Carmina
Catullus
Catullus, Gaius Valerius. The Carmina of Caius Valerius Catullus. Burton, Sir Richard Francis, translator. London, Printed for the Translators, 1894.
- Witless surely the wight whose sense is less than of boy-babe
- Two-year-old and a-sleep on trembling forearm of father.
- He though, wedded to girl in greenest bloom of her youth-tide,
- (Bride-wife daintier bred than ever was delicate kidlet,
- Worthier diligent watch than grape-bunch blackest and ripest)

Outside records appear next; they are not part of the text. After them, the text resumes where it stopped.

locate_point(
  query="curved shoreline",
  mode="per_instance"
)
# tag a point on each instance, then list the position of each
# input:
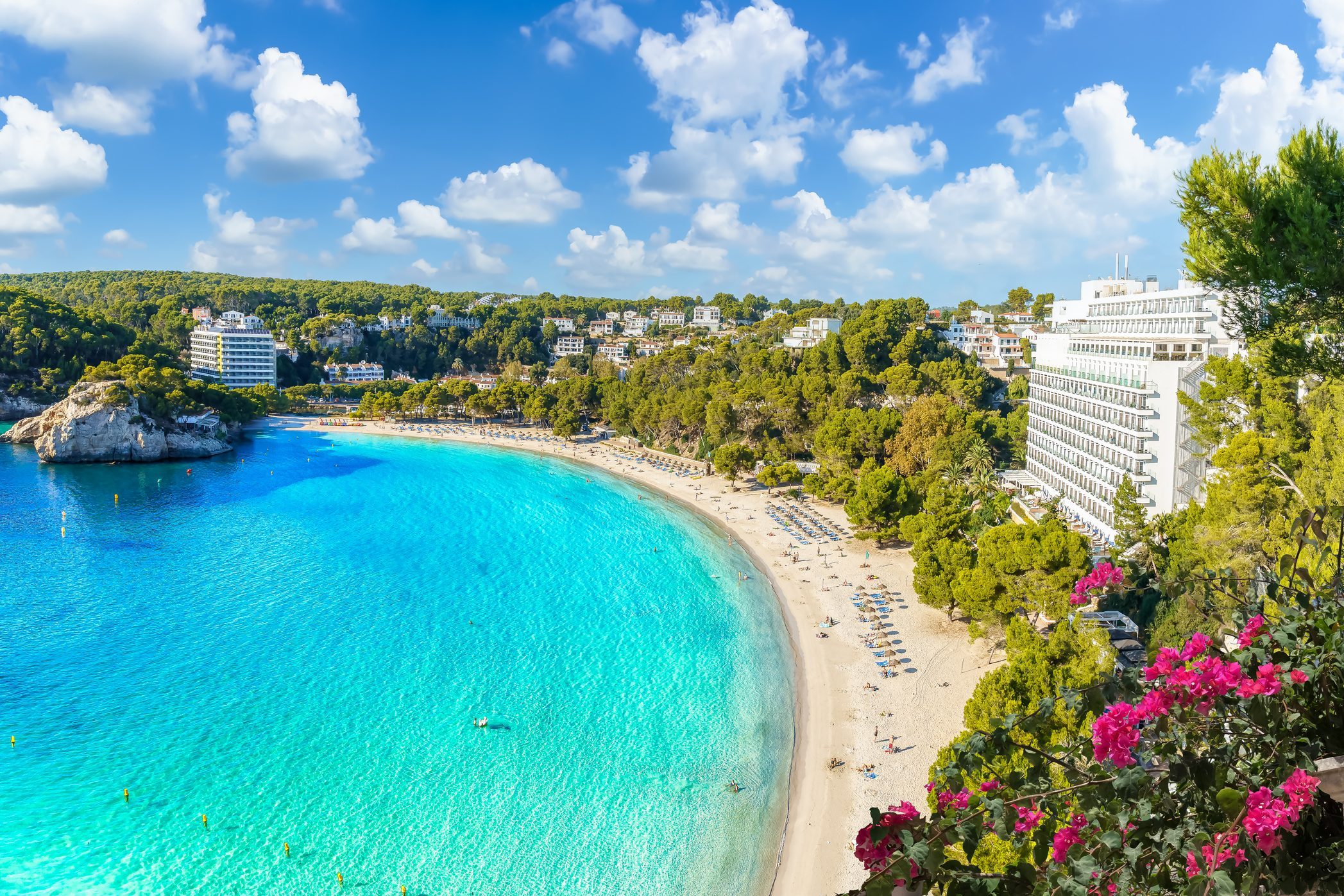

- Suffers her sport as she please nor rates her even at hair's worth,
- Nowise 'stirring himself, but lying log-like as alder
- Felled and o'er floating the fosse of safe Ligurian woodsman,
- Feeling withal, as though such spouse he never had own'd;
- So this marvel o' mine sees naught, and nothing can hear he,
- What he himself, an he be or not be, wholly unknowing.
- Now would I willingly pitch such wight head first fro' thy bridge,
- Better a-sudden t'arouse that numskull's stolid old senses,
- Or in the sluggish mud his soul supine to deposit
- Even as she-mule casts iron shoe where quagmire is stiffest.
- This grove to thee devote I give, Priapus!
- Who home be Lampsacus and holt, Priapus!
- For thee in cities worship most the shores
- Of Hellespont the richest oystery strand.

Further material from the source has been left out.